Well opening up old wounds...

We recently had an outage on our toaster, and fsck had to fix things on /usr/local and /var

We know that  /usr/local/var/couriersslcache was broken, but not what else was damaged.

We started getting the issue mentioned here, where multilog hangs hanging the server for port 25 logins, they just time out. This as people said before happens every 3-4 hours.

After reading the thread I had a look at perms and ownership on toaster-watcher.conf and it was

-rw-r-----  1 root  501  27401 Oct 29 11:27 /usr/local/etc/toaster-watcher.conf

so I changed it to 644 so everything could read it, but haven't fixed the group yet as I'm not sure what group this file should belong to, obviously 501 is a bit suspicious.

After reading the mail at http://mail.tnpi.net/toaster/?0::11137

I did a

diff /usr/local/sbin/maillogs /var/log/mail/smtp/smtplog

which returned no output. But just to be double sure I copied the /usr/local/sbin/maillogs over /var/log/mail/smtp/smtplog

This didn't seem to fix the problem.

I need a quick and dirty solution so I've cronned a script to kill the logging and restart the server every few hours.
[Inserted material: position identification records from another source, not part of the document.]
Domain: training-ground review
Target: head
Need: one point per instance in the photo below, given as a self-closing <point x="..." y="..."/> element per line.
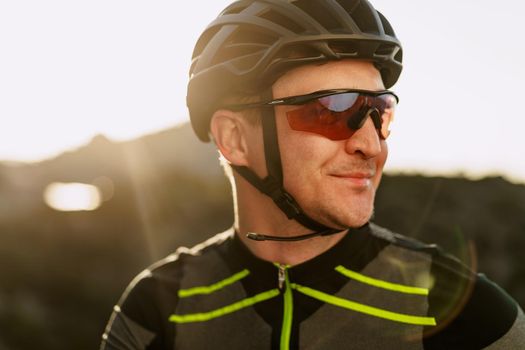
<point x="275" y="49"/>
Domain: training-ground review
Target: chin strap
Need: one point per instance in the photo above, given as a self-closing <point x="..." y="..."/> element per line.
<point x="272" y="185"/>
I'd obviously like to really fix it.

I've noticed a couple of processes...
qmaill    6635  0.0  0.2  5312  1640  ??  S     3:31PM   0:00.02 sh -c ./smtplog
qmaill    6636  0.0  0.3  9152  3264  ??  R     3:31PM   0:00.13 /usr/local/bin/perl ./smtplog

running from time to time, what are these meant to be doing and how do I test that it's ok?

Oh yeah and when I run ./smtplog

[root@vega /var/log/mail/smtp]# ./smtplog
^C

It sits there doing nowt until I kill it.

interestingly

[root@vega /var/log/mail/smtp]# diff /usr/local/bin/maillogs /usr/local/src/Mail-Toaster-5.09/bin/maillogs
1,4c1
< #!/usr/local/bin/perl
<
< eval 'exec /usr/local/bin/perl  -S $0 ${1+"$@"}'
<     if 0; # not running under some shell
---
> #!/usr/bin/perl

But that seem to suggest that the one in use a) uses the right path to perl and b) checks to see if it's running in some shell or no, which wouldn't seem to be an issue.

So does anyone have any ideas as to what I might be able to do to fix this issue.

thanks in advance

M


matt

Obviously something is not quite right. The best way to determine what is manually running smtplog. If you just run ./smtplog, then it'll just sit there waiting to read something in STDIN. So, give it something and see what happens:

cat @NNNN* | ./smtplog

and then see what happens.